Anything Goes... Again? Every Generation's Challenge from a Cole Porter Song
My generation's version of “anything goes” looked a little different.
Blog 76 - Another moment when the theatre reminds me why it has always been my life.
This blog comes from the June 9 entry in my book, Theatre Is My Life! It has been updated a bit.
In the song “Anything Goes” from the musical Anything Goes, Reno, Passengers and Crew sing about how today, all things seem acceptable in behavior, fashion, or speech. (Listen to the work online or from your library!)
Sung by Reno, Passengers and Crew in Anything Goes with music and lyrics by Cole Porter and original book by Guy Bolton and PG Wodehouse, revised by Howard Lindsay and Russel Crouse
I often talk about my love for Cole Porter, and he was born on this day (June 9) in 1891 to a wealthy family in Indiana—so I can hardly pass up the occasion to write about him. He thwarted the dreams of his authoritarian grandfather by pursuing music and composition instead of a law degree. Even though he was classically trained in music, he loved theatre and wrote a number of works for the stage.
For people living through the 1930s and ‘40s in America, Porter’s music defined their era. His Associated Press obituary stated that, “Mr. Porter wrote the lyrics and music for his songs, and to both he brought such an individuality of style that a genre known as ‘the Cole Porter song’ became recognized. The hallmarks of a typical Porter song were lyrics that were urbane or witty and a melody with a sinuous, brooding quality.”
Anything Goes, a classic hummable musical produced in 1934, delighted audiences years before Oklahoma! brought a serious side to Broadway. The song of the same name is sometimes called “the American anthem to naughtiness.” It extols unfettering from social standards, and humorously exalts the virtues of such risqué behavior as spouting four-letter words, octogenarian romance, nudist parties, fast cars, and peeking at ladies ankles through stockings. By the way, who even wears stockings today?

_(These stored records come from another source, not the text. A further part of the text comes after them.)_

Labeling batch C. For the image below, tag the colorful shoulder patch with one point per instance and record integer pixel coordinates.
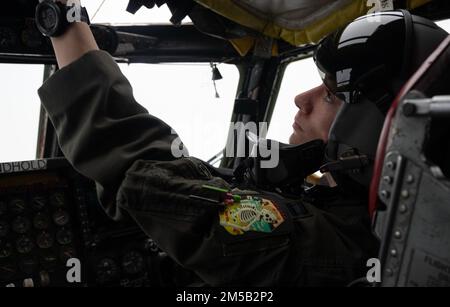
(251, 214)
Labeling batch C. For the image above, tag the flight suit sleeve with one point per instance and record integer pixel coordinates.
(101, 129)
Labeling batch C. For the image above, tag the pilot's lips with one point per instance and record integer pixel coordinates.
(296, 125)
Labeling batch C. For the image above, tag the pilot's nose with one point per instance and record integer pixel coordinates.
(304, 102)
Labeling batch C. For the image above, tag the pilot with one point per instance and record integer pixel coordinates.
(226, 233)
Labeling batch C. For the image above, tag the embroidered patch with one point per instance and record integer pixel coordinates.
(251, 214)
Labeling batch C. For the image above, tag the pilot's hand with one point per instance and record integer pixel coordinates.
(72, 45)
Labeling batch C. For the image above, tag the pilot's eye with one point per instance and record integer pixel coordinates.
(329, 98)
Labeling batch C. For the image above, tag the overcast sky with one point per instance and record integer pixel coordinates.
(182, 95)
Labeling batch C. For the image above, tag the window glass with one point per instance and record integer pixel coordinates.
(19, 110)
(183, 95)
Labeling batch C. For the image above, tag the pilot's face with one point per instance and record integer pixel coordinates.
(317, 110)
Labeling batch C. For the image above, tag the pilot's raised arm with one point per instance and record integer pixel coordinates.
(107, 136)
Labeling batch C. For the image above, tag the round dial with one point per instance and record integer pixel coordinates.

“Anything Goes” starts with words about how things have changed in America since the Pilgrims landed. But somehow the scandalous behavior described in the song seems almost quaint today. What disturbed audiences in 1934 barely raises an eyebrow now. Yet every generation has its own list of things that seem beyond the pale.

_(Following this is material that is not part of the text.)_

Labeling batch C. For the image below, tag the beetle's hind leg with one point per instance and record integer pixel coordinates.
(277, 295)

"Anything goes" means something different depending on what a generation is trying to change. For Porter in 1934, "anything goes" meant showing more than a little ankle and flirting with convention. For my generation, it meant challenging racism, war, sexism, and entrenched authority while wearing flamboyant clothing and fringed boots. And today, many young people are arguing over an entirely different set of boundaries.
When I was in college during what some critics call the “anything-goes-1960s,” some of us offended our elders by questioning authority, doubting bureaucracy, opposing the status quo, and deriding the American Dream. Our fashions moved from the shocking Mod Look and mini skirt to the Hippie and Bohemian phase. And young men’s hair was scandalously long!
Though the greatest disturbance at my university was a brief food strike, other students in the country burned flags, pushed their presidents out of administration offices, confronted law enforcement, and stormed buildings ...until some campuses looked less like universities and more like barricade scenes from Les Misérables.
John Lennon and his music spoke to my age as Porter did to his. Lennon once put our era into perspective, conceding, “The thing the sixties did was to show us the possibilities and the responsibility that we all had. It wasn’t the answer. It just gave us a glimpse of the possibility.” Imagine, he might say.
Some of the violence and lack of principles in the ‘60s was disturbing. But the liberal energy generated in those years hastened such “possibilities” as civil rights, gender equality, a call for peace in Vietnam, and a reckoning of political, economic, and life priorities.
Almost none of those promising potentials quite played out to completion. Today, it feels as though we are having to put back on our Nehru jacket and Hippie bead battle attire and fight some of those same crusades again. The “anything” we wanted to go was bigotry, discrimination, and hate—and yet, those very attitudes have raised their ugly heads once more.
Cole Porter laughed at the rules of his day. My era challenged a different set of assumptions. Today's generation is wrestling with still another. The scenery and costumes change, but the debate remains remarkably familiar.